Neil Nakadate's new memoir, Looking After Minidoka, documents the "internment camp" years as they became a prism for understanding three generations of Japanese American life, from immigration to the end of the twentieth century. Nakadate blends history, poetry, rescued memory, and family stories in an American narrative of hope and disappointment, language and education, employment and social standing, prejudice and pain, communal values and personal dreams.
In this interview, Nakadate reveals the importance of Minidoka and what he learned about himself and his family through his research.
What is Minidoka, and why is it important to you and your family history?
“Minidoka” is the familiar name given to the “internment” or incarceration camp at Hunt, Idaho to which members of my family were “relocated” during World War II. Minidoka was one of ten such camps to which over 110,000 Japanese Americans were exiled after being forcibly “evacuated” from their homes on the West Coast, primarily due to prejudice and fear—and in the absence of formal charges and judicial process.

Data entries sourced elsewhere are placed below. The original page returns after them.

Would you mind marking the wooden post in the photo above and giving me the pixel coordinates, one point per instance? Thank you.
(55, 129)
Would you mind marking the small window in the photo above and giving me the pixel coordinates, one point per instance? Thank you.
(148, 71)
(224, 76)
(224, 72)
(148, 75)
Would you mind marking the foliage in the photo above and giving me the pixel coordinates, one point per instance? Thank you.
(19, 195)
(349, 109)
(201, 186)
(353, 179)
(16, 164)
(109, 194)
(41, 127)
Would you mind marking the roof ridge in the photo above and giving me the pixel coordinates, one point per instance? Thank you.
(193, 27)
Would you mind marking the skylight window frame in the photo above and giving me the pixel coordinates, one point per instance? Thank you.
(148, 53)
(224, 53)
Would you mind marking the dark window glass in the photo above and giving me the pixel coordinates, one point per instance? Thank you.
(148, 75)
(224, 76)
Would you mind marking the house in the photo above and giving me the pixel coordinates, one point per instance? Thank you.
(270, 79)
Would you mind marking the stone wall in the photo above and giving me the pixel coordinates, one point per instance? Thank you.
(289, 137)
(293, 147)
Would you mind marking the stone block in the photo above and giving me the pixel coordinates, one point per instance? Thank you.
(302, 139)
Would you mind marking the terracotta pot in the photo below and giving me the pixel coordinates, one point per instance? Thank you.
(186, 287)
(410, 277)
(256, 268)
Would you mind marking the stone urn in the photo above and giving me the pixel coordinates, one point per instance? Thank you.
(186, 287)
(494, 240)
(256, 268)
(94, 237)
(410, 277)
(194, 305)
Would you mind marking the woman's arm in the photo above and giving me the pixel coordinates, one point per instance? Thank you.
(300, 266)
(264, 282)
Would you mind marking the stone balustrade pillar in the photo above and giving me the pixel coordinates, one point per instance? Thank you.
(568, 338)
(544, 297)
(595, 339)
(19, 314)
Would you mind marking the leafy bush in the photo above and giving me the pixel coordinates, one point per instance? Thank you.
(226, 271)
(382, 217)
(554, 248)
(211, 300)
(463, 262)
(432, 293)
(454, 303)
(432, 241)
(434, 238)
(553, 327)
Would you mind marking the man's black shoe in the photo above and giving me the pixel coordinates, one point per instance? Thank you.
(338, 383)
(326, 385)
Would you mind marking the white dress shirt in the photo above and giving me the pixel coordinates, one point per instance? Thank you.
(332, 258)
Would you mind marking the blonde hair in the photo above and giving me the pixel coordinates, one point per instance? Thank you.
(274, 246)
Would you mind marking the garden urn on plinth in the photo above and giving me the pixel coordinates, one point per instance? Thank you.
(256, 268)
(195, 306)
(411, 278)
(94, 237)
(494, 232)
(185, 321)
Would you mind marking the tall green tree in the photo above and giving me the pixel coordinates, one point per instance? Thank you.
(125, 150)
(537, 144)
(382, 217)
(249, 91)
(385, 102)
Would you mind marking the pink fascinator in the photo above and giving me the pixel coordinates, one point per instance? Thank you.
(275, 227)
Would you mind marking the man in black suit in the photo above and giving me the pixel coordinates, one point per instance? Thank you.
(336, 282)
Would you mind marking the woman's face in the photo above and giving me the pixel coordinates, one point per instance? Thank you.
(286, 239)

What insights did you learn about yourself while researching your family’s history?
I became aware of ways that I am a product of commitments and choices made by others, as far back as Japan in the nineteenth century.
What new discoveries did you make about your family while working on the book?
I gained an increased understanding of female members of my family as they negotiated their identities and their families’ lives in various times and places and under often trying circumstances—in turn-of-the-century Japan, in 1920’s Portland, at Minidoka during WWII. . . .While working on the book I was also struck by the diversity of individual experience, both across and within various Japanese American communities.
What does it mean to you to be a Japanese American?
Well, among other things, it means having a sense of origins and identity, and it means being Asian American.
Do you see today any of the prejudices that were evident during WWII against Japanese Americans or Japanese immigrants?
What we still see today in discussions of such matters as immigration, citizenship, and employment is a tendency to let ignorance, stereotyping, and racial profiling substitute for knowledge and informed decision-making. And as in 1942, narrow political agendas, economic motives, and religious and racial bias seem part of the mix. . . .
Explain the significance of the poems that are woven throughout the book.
The poems were among my earliest efforts to address the topic of “Minidoka,” beginning with fundamental questions and feelings. The poems contribute a subjective and expressive element, a more internal and contemplative note than what you see elsewhere. Like the photos, they add another dimension to the book.
What do you hope readers will learn from your story?
I hope they see an interesting and compelling narrative of individuals and families embracing multiple cultures as they become part of twentieth century America. I hope readers see that in the process of claiming their lives “average” people create history, contribute texture and meaning to “large historical events.”